A group of scientists from the Center for Genetic Resources of Laboratory Animals of the Institute of Cytology and Genetics, Siberian Branch of the Russian Academy of Sciences (ICG SB RAS) and the TSU Biological Institute have established a path through which nanoparticles of viruses and organic and inorganic substances from the environment enter the brain. Along with this, researchers have found a simple and inexpensive way to block their entry. The data obtained will protect a person from undesirable effects and can play a large role in medicine and pharmaceuticals, where nanoparticles are increasingly used for the diagnosis and treatment of serious diseases.
Russian researchers decided to find out how nanoparticles enter the human body. They cannot penetrate through the lungs and blood vessels because the blood-brain barrier does not let them into the brain. Experiments conducted on rodents helped calculate the trajectory of the movement of nanoparticles.
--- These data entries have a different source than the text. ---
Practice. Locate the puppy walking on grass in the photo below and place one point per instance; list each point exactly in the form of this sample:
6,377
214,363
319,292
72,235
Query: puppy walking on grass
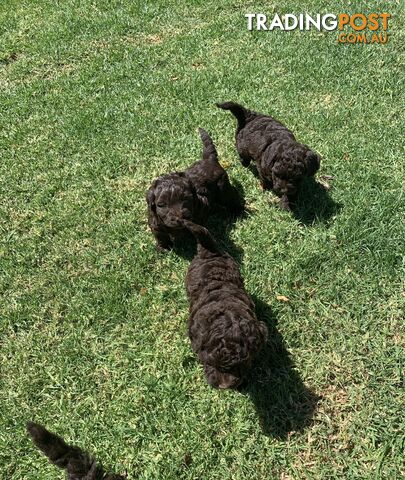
281,161
223,328
78,464
189,195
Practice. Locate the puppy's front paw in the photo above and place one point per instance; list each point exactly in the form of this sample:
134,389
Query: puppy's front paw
285,203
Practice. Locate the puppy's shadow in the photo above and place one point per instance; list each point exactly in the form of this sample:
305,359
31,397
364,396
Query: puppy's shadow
220,224
282,401
314,204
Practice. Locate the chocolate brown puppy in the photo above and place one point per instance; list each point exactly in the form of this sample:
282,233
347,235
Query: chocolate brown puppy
281,161
78,464
223,328
189,195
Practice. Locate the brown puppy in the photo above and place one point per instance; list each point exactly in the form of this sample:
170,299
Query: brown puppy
189,195
281,161
223,328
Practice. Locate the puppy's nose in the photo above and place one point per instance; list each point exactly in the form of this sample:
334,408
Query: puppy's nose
232,383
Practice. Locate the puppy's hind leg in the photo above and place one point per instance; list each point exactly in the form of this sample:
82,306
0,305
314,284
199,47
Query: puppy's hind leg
245,159
285,203
163,241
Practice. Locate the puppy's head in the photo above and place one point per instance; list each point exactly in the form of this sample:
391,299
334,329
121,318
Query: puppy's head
171,199
228,355
291,166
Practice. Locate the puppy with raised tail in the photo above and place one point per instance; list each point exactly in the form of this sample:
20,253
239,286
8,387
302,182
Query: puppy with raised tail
281,161
223,328
189,195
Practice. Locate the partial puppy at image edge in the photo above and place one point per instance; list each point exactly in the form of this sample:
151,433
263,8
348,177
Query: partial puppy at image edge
190,195
282,162
78,464
223,328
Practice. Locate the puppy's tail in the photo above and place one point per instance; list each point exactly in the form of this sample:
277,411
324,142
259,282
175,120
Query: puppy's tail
209,150
202,235
242,114
79,465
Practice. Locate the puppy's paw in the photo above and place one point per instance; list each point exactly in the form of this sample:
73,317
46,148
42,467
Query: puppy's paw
163,248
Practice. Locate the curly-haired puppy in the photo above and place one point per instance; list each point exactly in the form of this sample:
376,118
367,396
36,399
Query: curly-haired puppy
78,464
223,328
189,195
281,161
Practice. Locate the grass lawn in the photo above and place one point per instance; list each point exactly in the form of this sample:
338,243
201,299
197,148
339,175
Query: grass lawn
97,98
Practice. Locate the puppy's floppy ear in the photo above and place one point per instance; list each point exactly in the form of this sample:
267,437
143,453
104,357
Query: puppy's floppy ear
263,331
312,163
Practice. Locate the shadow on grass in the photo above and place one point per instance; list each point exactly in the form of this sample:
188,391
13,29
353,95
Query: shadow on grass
313,203
220,224
282,401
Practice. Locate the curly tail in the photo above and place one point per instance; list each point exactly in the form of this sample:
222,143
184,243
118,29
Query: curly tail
79,465
202,235
209,150
242,114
Scientists instilled a solution with nanoparticles into the nasal cavity of laboratory animals and, using magnetic resonance imaging (MRI), monitored their appearance in the structures of the brain. Studies have shown that particles appear in the olfactory bulb within three hours, the concentration increases and reaches a maximum after 12 hours, in the hippocampus, dentate gyrus, and other brain structures, the maximum is observed after 3-4 days. The movement corresponds to the trajectory of the nerve connections of the olfactory system.
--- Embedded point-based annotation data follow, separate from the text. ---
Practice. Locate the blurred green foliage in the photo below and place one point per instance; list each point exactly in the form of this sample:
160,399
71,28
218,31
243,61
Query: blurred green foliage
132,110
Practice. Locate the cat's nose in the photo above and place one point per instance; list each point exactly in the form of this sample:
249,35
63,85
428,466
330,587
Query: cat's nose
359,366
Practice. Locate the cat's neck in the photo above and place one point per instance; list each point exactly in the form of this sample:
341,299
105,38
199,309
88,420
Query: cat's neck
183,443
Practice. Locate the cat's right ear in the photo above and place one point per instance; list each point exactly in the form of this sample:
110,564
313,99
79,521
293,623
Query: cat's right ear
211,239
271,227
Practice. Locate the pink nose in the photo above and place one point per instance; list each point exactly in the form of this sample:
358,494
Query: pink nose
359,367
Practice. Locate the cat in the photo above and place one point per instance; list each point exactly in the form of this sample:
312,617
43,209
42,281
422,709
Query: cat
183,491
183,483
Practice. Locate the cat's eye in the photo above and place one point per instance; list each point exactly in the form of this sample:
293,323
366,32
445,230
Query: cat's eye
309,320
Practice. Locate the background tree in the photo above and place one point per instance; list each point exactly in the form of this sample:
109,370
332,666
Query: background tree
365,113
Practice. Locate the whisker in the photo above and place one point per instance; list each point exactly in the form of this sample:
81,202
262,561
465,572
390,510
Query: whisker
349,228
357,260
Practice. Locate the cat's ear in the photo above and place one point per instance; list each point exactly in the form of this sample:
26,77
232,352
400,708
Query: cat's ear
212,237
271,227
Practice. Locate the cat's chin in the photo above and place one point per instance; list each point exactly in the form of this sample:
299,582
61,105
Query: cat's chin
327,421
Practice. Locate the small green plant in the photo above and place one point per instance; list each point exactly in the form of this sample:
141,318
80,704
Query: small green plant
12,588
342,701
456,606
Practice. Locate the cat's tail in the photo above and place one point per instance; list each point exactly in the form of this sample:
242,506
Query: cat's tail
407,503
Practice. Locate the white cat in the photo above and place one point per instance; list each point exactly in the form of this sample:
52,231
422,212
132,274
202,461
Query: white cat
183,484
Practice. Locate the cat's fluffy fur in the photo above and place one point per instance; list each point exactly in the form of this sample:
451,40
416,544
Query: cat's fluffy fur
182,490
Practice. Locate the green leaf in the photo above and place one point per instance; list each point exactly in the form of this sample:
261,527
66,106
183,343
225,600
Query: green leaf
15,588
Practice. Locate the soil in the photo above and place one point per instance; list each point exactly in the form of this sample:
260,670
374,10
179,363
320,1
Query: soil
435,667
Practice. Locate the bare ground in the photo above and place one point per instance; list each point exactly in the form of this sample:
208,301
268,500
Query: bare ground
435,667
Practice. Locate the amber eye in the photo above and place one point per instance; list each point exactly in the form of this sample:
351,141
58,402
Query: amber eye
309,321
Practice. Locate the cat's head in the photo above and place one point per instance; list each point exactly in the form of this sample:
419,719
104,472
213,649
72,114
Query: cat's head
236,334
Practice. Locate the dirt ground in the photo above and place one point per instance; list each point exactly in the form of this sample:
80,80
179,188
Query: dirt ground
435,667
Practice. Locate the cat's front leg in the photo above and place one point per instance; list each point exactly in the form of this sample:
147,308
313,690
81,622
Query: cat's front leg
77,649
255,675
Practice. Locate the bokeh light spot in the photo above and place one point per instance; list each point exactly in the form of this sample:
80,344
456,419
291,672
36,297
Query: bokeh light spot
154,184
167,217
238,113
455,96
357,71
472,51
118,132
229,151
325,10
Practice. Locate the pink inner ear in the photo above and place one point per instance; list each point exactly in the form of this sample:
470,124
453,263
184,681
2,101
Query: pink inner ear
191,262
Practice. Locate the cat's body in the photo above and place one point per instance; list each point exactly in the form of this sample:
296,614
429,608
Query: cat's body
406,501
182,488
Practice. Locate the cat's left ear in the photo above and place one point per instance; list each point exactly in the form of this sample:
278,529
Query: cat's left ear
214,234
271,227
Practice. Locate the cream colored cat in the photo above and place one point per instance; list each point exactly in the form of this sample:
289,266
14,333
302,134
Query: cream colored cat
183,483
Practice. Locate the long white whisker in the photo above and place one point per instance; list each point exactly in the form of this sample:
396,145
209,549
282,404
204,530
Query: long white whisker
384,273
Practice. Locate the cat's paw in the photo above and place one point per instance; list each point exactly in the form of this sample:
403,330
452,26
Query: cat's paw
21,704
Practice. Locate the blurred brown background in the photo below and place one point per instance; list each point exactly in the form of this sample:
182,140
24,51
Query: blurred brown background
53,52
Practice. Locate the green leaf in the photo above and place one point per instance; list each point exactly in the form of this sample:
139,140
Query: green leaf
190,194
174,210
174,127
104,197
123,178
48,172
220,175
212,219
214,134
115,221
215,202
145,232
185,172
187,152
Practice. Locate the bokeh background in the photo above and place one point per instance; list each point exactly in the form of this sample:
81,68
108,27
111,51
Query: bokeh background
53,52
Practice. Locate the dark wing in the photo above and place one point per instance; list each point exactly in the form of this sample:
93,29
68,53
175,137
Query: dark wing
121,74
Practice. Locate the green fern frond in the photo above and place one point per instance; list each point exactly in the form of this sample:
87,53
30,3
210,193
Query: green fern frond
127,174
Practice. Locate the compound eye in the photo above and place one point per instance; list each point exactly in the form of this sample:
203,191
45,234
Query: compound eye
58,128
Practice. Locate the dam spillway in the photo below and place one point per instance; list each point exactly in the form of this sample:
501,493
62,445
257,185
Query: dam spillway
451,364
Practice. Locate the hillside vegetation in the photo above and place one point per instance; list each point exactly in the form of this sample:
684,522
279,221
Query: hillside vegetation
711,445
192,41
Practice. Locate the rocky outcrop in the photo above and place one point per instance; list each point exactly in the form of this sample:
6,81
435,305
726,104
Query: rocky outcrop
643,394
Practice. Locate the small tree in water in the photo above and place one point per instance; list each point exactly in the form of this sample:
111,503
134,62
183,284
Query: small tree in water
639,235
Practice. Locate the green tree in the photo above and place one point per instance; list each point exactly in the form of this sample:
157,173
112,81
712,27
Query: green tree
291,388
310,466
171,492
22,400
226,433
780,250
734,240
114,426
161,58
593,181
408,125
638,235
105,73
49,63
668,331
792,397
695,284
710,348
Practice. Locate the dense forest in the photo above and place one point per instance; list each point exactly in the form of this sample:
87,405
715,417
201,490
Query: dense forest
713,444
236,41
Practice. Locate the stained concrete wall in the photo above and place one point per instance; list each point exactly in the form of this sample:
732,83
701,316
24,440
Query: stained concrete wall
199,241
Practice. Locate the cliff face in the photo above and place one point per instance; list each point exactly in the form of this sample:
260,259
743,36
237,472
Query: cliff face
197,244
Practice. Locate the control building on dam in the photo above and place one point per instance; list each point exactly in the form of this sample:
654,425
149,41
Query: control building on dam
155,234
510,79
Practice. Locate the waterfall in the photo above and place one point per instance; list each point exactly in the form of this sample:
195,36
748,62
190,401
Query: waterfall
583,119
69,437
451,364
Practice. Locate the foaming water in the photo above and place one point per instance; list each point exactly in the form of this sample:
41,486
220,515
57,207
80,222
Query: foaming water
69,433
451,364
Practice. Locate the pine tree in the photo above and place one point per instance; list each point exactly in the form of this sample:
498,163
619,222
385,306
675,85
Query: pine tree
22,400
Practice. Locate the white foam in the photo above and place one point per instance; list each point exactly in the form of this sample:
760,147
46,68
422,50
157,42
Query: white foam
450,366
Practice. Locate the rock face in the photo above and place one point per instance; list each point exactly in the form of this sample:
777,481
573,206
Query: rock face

Along with this, it was found that particles moving inside the nerve fiber can pass through synapses that connect various neurons. As it turned out, not all nanoparticles overcome synaptic transmission, for example, manganese oxide passes through synapses, but silicon dioxide (sand) does not. The reason was explained by a proteomic analysis conducted by scientists at the Erasmus University Rotterdam: it showed that manganese oxide, unlike sand, binds effectively to the AP-3 protein, which is involved in synaptic transmission processes.
- Experimental failures often lie on the way to an interesting result, - says Mikhail Moshkin. - Our researchers wanted to get a real neurobiological effect from the entry of nanoparticles into the brain. In one experiment, mice were injected with nose particles of manganese oxide for a month. But nothing has changed in the behavior of mice. And, as an MRI study showed, in the brains of these mice there were no areas of accumulation of magnetic-contrast manganese. It was further established that a single injection of nanoparticles into the nasal cavity almost completely blocks their capture and entry into the brain during subsequent administration. These results gave rise to a systematic study of factors affecting the transport of nanoparticles from the nasal cavity to the brain.
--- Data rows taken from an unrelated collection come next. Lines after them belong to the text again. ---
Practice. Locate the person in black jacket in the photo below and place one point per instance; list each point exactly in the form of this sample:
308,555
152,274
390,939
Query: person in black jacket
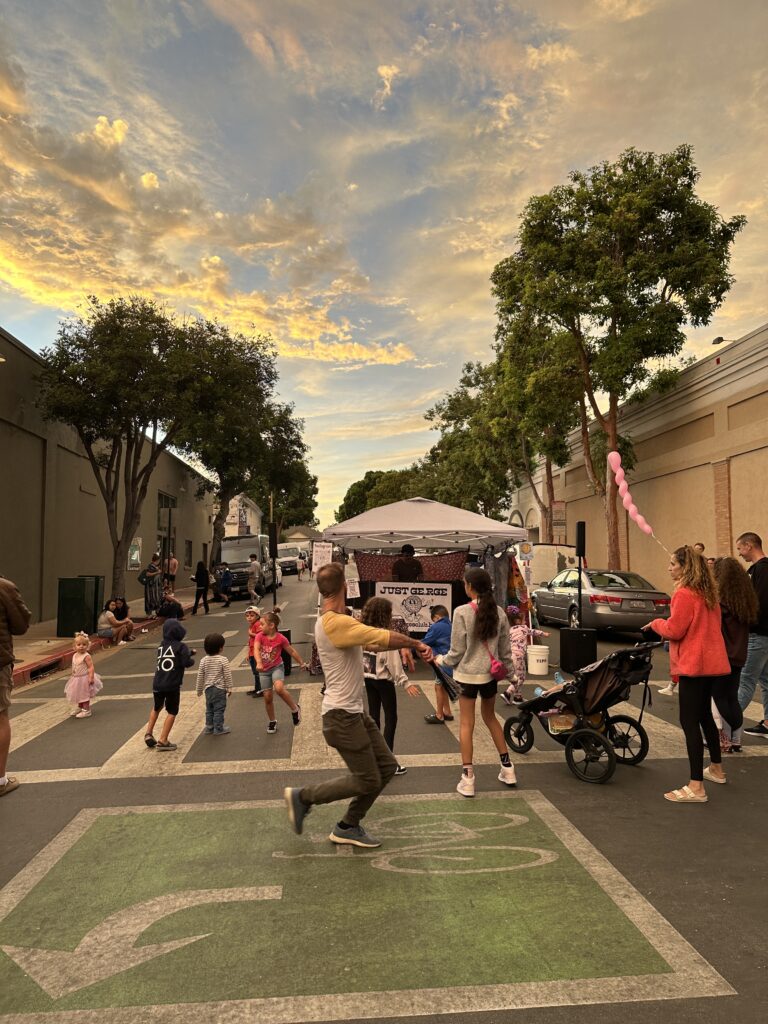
202,583
173,657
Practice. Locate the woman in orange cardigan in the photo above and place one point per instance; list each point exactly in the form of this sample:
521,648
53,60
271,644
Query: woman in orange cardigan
698,656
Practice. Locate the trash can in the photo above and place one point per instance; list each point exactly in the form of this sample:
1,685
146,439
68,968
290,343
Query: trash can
286,655
80,602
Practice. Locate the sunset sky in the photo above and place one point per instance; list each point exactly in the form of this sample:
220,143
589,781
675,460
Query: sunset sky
344,174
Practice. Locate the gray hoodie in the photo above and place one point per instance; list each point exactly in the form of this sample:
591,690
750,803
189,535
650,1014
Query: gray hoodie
469,656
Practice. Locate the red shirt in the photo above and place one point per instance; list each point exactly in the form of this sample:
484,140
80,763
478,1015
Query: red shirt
271,649
696,645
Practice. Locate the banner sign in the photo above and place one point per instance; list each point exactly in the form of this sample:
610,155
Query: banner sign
412,601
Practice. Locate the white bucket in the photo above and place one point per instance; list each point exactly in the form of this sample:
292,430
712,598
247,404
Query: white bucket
538,659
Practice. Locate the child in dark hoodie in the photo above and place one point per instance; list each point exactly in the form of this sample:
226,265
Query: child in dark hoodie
173,657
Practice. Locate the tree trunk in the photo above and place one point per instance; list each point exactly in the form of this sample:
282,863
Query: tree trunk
611,491
219,525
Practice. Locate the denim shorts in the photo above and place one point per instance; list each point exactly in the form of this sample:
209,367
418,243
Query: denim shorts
267,678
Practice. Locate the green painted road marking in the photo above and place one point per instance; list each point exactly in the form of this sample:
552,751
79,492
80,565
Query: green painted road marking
508,878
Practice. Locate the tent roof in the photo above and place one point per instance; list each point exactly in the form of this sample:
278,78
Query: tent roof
423,522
There are two groups of factors: the first are substances that affect the state of the mucosal layer covering the ends of the olfactory neurons, and the second are substances that affect the membrane potential of the olfactory receptors. As a result, it was possible to find combinations of chemical compounds that either completely block or significantly enhance the transport of nanoparticles from the nasal cavity to the brain.
An equally important discovery was the fact that with the introduction of some nanoparticles into the nose of rodents, their body temperature quickly decreased by several degrees. Along the way, it was established that an outflow of cerebrospinal fluid occurred.
As for further research, biologists plan to study the penetration of viruses, especially influenza. This information is important not only from fundamental science but it is also necessary for the development of preventive measures that contribute to the reduction of epidemics.
Scientists also intend to conduct research involving people with unhealthy trades - firefighters and welders to test the recently discovered method of blocking nanoparticles. Based on the results obtained, it will be possible to develop mechanisms for protecting a person from the undesirable effects of such particles.